L’année 2026 commence difficilement pour le constructeur chinois d’électriques BYD. Les données du mois de janvier révèlent un net recul des livraisons à l’échelle mondiale, un contraste saisissant avec la fin d’année dynamique de 2025. L’explication principale réside dans les nouvelles conditions fiscales en vigueur sur son marché domestique.
Un premier mois de l’année difficile
En janvier 2026, BYD a écoulé 210 051 véhicules à l’international. Ce chiffre représente une baisse d’environ 30% par rapport à janvier de l’année précédente. La chute est encore plus marquée en comparaison avec décembre 2025, où le groupe avait livré plus de 420 000 unités, soit un volume divisé par deux.
Le retour, depuis le 1er janvier 2026, d’une taxe à l’achat de 5% sur les véhicules à nouvelles énergies (NEV) en Chine a fortement refroidi la demande locale. Les exportations, traditionnellement un moteur de croissance, n’ont pas non plus été épargnées, se maintenant à un peu plus de 100 000 unités, en retrait par rapport aux performances de décembre.

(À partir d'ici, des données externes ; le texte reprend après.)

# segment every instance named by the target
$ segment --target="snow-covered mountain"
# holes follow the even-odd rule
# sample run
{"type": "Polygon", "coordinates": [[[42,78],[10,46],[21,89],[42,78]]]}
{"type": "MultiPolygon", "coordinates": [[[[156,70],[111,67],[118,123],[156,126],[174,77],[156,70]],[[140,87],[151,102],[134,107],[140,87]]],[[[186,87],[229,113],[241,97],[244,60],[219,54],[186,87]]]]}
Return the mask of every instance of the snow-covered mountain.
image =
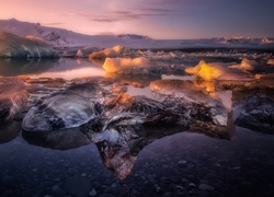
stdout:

Dans le même temps, le concurrent américain Tesla affiche une résistance notable sur le marché chinois. Ses ventes en gros y ont progressé de plus de 9% en janvier, pour atteindre approximativement 69 000 véhicules, suivant une tendance inverse à celle du secteur.

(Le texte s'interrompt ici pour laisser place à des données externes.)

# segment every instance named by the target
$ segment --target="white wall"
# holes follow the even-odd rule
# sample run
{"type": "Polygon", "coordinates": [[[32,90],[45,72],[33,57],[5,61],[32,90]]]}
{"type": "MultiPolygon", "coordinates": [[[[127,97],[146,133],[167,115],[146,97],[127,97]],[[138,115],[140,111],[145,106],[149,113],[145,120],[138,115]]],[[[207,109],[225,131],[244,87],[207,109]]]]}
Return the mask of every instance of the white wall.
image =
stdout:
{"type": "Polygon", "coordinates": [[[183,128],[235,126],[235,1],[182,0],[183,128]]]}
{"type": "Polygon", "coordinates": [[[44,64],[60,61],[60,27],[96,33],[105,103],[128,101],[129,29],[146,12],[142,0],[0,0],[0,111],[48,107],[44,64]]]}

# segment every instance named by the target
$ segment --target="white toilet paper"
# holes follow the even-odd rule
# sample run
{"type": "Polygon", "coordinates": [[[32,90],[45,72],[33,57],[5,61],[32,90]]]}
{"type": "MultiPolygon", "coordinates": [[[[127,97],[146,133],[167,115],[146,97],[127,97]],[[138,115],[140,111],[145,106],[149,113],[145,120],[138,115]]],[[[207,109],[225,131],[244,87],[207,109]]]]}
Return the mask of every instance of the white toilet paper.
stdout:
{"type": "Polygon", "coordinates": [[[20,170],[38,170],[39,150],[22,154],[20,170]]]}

La dynamique européenne, un motif d’optimisme
Face à cette turbulence en Chine, les performances européennes de BYD offrent un contraste saisissant. Le marché allemand se distingue particulièrement : les immatriculations y ont été multipliées par dix en janvier sur un an, malgré un point de départ encore modeste. Cette croissance dépasse largement la tendance générale du secteur sur le Vieux Continent.
Pour consolider cet ancrage, le groupe accélère le déploiement de son réseau de recharge. Son objectif est d’installer 3 000 stations de charge rapide à travers l’Europe d’ici à la fin de l’année 2026.
L’usine hongroise, un pivot stratégique attendu
Tous les regards se tournent désormais vers le deuxième trimestre 2026. C’est à cette période que la première usine automobile européenne de BYD, située en Hongrie, doit entrer en phase opérationnelle. Le succès de ce démarrage de production est capital pour la stratégie globale du constructeur.
Cette implantation vise un double objectif : réduire la dépendance au marché chinois, volatil, et raccourcir significativement les chaînes d’approvisionnement au sein de l’Union européenne. Elle représente une étape décisive dans l’internationalisation du fabricant.